Absolutely no point in installing new non-safety critical systems when the existing system shows you literally all that information already
 
If only the UK had another similar sized coaster we could go on in the mean time. While these teething problems are sorted. That was a bit more reliable.

For god sake if anyone knows of such a coaster don't mention it on this thread or your phone will mysteriously self combust.
 
Oh gosh, I didn't mean as a safety-critical measure. Just it's cheap as chips to install, and you'd know where every car is (on track, in shed). Plus data on coaster at every moment - sure, not super accurate (well it is), but will give a good average to uncover latent issues.
Pretty sure the system already knows where each car is.
 
Absolutely no point in installing new non-safety critical systems when the existing system shows you literally all that information already
We can agree to disagree. It cost Merlin £50m+ for the Smiler incident. Probably £100k to put in GPS to the cars. GPS would have given extra info on car position, and additionally gives further info (per second operational info not currently available).
 
The ride computer will know the cycle time of each train already.
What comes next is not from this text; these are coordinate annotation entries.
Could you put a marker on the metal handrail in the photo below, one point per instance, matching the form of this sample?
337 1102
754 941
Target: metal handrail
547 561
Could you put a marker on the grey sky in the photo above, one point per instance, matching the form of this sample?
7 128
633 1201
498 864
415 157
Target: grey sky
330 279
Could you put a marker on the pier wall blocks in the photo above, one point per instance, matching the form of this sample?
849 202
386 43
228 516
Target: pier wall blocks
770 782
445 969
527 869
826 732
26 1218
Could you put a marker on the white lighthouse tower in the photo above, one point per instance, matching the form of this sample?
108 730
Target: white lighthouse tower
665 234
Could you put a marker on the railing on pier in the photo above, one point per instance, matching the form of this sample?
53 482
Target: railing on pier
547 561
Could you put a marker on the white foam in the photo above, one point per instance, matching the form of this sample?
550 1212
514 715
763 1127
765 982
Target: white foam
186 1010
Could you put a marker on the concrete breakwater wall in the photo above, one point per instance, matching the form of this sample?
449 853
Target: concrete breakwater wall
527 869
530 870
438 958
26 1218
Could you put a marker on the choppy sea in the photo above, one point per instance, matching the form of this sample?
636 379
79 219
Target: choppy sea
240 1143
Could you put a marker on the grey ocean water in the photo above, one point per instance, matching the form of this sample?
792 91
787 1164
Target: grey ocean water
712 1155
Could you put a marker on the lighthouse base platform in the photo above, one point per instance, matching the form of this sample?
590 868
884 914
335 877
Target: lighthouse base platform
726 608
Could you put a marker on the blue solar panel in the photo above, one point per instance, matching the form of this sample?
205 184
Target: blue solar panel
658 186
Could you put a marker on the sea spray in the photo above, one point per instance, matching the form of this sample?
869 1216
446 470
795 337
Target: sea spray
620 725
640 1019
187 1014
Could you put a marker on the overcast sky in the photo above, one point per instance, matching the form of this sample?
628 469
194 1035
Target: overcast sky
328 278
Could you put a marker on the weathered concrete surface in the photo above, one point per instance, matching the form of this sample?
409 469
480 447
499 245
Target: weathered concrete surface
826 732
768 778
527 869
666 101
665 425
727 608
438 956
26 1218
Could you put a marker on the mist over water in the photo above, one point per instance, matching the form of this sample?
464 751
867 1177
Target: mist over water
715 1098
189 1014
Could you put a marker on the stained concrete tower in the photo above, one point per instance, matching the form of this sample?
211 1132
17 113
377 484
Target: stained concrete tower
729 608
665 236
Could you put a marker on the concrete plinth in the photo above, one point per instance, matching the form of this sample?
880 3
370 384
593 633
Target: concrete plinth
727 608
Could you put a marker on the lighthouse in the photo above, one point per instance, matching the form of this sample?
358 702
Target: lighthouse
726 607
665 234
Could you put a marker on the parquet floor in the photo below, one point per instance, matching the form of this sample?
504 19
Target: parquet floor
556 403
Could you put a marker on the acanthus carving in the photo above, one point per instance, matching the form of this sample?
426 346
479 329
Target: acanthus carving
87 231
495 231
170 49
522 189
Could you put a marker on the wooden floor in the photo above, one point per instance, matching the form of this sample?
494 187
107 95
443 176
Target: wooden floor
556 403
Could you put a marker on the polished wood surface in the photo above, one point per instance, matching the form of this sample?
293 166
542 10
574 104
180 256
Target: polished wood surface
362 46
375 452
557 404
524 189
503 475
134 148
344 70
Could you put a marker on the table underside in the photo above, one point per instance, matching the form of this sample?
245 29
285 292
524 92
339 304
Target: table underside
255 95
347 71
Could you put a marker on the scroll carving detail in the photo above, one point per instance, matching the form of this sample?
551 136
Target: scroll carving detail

When it was cycling empty trains on Saturday it felt like it was approaching a stall at that exact same element, so I was surprised it then opened. The cycle times must have been above the minimum required.
 
Pretty sure the system already knows where each car is.
Well it doesn't. Not exactly. GPS can be another tool, to look at per-second performance. You can combine that with weather/temp/whatever to understand stuff. You can probably crunch the data and predict/detect a bearing failure or similar.

If F1 uses GPS data, airplanes use it, missiles use it... - I think a roller coaster can use it. AFAIK there is no data collection for Xperia on track other than a few key locations.
 
The ride computer will know the cycle time of each train already.

When it was cycling empty trains on Saturday it felt like it was approaching a stall at that exact same element, so I was surprised it then opened. The cycle times must have been above the minimum required.
But that doesn't tell half of the story!